ROBOTIC FARM FEATURE: ROLINDA ACRES
- john28855
- 6 days ago
- 2 min read
Rolinda Acres is located in Waterville, Iowa, about 10 miles from the Mississippi river. The dairy is named for the founders, Robert and Linda Thompson. They passed it on to the next generation – Thompson’s daughter Tara, and her husband, Pat Reisinger. Today, the herd is managed by co-owner, Sam Schwartz. Over 1000 cows are milked in a parlor and 15 DeLaval robotic milking machines.
The original robot barn was built with 4 pens and 8 robots. Each pen had 135 stalls, with the intention of milking 70 cows per robot. Sam soon realized that they would not achieve the number of milkings they wanted, to maintain 100 pounds per cow, with 70 cows per robot. 3 more robots were added in 2022. Three of the pens had 3 robots each, while the fourth pen, with 2 robots was used for late lactation cows with lower milking frequency.
In 2024, Sam and Pat visited farms that had added extra robots and stocked the free stalls

at 1½ cows per stall. They learned that robot barns could handle higher stocking densities as long as the barn continued to flow and cows were always distributed between the stalls, the feed bunk, and the robots.
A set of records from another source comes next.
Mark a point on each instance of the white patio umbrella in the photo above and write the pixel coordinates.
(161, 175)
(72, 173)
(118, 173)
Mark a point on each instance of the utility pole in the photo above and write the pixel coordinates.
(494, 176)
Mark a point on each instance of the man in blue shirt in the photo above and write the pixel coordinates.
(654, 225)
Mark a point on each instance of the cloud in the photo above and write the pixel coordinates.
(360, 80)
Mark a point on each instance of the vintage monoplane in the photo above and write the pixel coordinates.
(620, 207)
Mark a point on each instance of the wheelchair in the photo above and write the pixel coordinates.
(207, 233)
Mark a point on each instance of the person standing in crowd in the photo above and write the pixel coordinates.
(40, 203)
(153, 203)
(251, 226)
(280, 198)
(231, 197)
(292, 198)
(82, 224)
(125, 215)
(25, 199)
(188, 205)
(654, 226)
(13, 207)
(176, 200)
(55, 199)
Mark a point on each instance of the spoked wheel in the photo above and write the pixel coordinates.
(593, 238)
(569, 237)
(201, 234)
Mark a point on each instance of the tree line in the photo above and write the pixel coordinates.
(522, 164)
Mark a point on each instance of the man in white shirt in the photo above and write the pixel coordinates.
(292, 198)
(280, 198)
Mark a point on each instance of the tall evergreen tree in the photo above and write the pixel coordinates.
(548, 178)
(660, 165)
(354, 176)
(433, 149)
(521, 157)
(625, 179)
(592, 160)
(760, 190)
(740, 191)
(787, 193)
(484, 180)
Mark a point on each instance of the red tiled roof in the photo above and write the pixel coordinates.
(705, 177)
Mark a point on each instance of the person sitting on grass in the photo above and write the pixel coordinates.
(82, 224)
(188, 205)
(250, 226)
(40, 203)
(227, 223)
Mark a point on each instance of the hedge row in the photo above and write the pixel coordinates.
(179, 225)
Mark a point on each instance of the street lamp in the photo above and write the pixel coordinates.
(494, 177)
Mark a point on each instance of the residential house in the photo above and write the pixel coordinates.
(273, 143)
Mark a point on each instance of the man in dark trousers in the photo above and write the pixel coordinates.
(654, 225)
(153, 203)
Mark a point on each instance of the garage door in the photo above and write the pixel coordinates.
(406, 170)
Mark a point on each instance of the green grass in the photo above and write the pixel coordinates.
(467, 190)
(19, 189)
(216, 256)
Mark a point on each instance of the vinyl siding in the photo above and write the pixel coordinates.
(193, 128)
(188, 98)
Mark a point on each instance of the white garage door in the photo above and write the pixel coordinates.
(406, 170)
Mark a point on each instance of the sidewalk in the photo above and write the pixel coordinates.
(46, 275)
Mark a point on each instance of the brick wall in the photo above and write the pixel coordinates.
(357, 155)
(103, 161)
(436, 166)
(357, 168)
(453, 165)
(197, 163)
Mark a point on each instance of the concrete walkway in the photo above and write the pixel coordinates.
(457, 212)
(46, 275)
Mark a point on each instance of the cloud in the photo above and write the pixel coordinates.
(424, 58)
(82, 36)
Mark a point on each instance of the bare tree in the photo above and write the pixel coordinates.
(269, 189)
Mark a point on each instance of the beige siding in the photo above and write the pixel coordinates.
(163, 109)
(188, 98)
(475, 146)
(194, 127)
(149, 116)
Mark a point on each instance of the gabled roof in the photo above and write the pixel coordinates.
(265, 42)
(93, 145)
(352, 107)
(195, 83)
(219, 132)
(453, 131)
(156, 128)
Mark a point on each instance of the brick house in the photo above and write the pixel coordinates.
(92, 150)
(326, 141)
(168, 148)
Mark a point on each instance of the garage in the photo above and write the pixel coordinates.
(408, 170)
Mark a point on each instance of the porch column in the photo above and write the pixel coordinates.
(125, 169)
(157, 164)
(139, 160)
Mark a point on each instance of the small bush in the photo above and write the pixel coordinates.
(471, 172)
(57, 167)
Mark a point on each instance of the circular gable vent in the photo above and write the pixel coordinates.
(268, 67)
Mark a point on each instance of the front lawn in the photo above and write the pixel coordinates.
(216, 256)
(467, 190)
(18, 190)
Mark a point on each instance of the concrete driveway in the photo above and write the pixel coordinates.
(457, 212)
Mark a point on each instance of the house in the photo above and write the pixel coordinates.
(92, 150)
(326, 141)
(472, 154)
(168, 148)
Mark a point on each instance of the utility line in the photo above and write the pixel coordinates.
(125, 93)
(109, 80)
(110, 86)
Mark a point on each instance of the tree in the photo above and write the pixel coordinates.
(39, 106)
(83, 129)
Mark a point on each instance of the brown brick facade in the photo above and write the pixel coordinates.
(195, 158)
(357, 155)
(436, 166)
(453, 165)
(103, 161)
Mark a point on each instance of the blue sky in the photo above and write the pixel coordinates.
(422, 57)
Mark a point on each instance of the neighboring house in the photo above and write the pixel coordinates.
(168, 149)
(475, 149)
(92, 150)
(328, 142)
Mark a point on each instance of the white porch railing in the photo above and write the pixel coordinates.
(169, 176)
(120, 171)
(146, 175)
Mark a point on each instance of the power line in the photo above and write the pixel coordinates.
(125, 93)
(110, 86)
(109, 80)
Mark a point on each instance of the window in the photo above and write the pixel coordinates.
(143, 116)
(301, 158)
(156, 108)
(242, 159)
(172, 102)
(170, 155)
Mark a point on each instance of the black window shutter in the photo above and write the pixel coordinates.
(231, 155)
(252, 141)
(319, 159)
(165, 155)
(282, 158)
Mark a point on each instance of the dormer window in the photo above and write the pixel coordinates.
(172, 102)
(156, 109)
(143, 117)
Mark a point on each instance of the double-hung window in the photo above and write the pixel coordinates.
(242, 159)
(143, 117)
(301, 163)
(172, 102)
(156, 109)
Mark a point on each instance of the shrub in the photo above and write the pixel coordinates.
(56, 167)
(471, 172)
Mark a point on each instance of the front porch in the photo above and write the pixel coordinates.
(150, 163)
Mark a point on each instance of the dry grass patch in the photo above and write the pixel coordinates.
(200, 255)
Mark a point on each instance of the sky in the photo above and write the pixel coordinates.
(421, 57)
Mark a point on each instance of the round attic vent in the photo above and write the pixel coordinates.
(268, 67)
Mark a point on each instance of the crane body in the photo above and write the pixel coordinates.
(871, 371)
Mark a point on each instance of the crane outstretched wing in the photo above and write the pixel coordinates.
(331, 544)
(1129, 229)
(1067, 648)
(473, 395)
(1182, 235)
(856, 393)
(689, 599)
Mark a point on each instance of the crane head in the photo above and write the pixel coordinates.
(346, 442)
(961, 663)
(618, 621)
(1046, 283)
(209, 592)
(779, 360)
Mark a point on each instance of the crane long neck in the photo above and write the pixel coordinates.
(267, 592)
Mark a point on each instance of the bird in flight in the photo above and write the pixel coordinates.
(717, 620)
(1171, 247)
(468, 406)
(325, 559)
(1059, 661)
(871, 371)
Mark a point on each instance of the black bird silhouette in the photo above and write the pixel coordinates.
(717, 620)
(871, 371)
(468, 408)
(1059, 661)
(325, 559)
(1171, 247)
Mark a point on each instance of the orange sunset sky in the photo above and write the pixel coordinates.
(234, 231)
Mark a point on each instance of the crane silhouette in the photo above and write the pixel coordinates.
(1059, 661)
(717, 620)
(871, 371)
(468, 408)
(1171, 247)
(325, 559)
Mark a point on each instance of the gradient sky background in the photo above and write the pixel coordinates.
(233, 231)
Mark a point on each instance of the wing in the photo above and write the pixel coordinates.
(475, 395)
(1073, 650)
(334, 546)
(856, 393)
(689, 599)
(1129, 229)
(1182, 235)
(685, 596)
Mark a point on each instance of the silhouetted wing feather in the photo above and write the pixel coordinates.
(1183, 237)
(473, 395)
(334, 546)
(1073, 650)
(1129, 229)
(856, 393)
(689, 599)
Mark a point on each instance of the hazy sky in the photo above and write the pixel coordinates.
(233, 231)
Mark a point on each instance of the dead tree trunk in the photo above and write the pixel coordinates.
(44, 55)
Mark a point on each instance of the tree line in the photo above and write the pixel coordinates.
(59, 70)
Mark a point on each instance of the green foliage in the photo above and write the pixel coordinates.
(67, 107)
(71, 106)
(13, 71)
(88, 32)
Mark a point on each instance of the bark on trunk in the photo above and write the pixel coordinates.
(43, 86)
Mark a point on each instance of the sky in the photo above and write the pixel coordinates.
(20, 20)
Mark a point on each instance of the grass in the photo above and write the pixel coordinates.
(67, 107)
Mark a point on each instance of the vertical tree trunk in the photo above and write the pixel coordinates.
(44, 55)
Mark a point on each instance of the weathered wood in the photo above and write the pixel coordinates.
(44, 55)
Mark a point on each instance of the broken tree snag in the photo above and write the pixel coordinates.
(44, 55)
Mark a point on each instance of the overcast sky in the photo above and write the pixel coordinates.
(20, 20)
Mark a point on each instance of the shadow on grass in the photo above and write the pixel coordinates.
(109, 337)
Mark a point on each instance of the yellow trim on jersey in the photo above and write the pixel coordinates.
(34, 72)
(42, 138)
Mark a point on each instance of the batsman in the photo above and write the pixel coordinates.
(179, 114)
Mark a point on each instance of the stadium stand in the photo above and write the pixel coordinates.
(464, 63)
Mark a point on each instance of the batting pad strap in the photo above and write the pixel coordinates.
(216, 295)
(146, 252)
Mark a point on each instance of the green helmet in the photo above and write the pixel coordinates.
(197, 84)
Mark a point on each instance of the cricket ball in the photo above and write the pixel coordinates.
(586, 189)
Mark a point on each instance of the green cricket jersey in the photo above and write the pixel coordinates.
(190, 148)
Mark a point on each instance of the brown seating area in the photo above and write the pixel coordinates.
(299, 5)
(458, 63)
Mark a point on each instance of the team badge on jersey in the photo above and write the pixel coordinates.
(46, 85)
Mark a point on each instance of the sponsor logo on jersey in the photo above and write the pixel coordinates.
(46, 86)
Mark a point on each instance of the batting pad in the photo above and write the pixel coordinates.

Four more robots came on line early in 2025. Before the addition, there were robots that produced well over 7,000 pounds per day. Now they average about 5,500 pounds per robot. But the top producing cows always have a robot available when they need to be milked. It is easier to find time to maintain robots, and the cows recover more quickly if there is downtime. Sam is quick to point out that the higher stocking density demands better stall maintenance and more frequent scaping.
Avoiding downtime is important to Sam. He does most of his own maintenance and is able to resolve most robot problems himself. The savings from doing his own maintenance is significant, but he cautions that downtime is more expensive than maintenance. He suggests that farms with fewer robots might not have the repetition needed to stay proficient at robot maintenance, in which case dealer service is a great value.
When I asked about the ideal robot cow, Sam stressed feet and legs – even over robot friendly udders. It occurred to me that everyone is aware of the cows with poor udder confirmation. They show up on lists with long box times, and high failures or incompletes. The cows that do not come to the robot because of lameness are a little more insidious. Some of them are fetch cows, but more of them fly under the radar with fewer milkings than they need for top production.
Sam measures Rolinda Acres’ success in terms of total milk sold. He believes he sells the most total milk by producing the most milk per cow. And the most milk per cow is achieved by maximizing cow comfort, minimizing robot downtime, providing quality feed, and staying out of the way. And, he believes there is always room to make more milk per cow.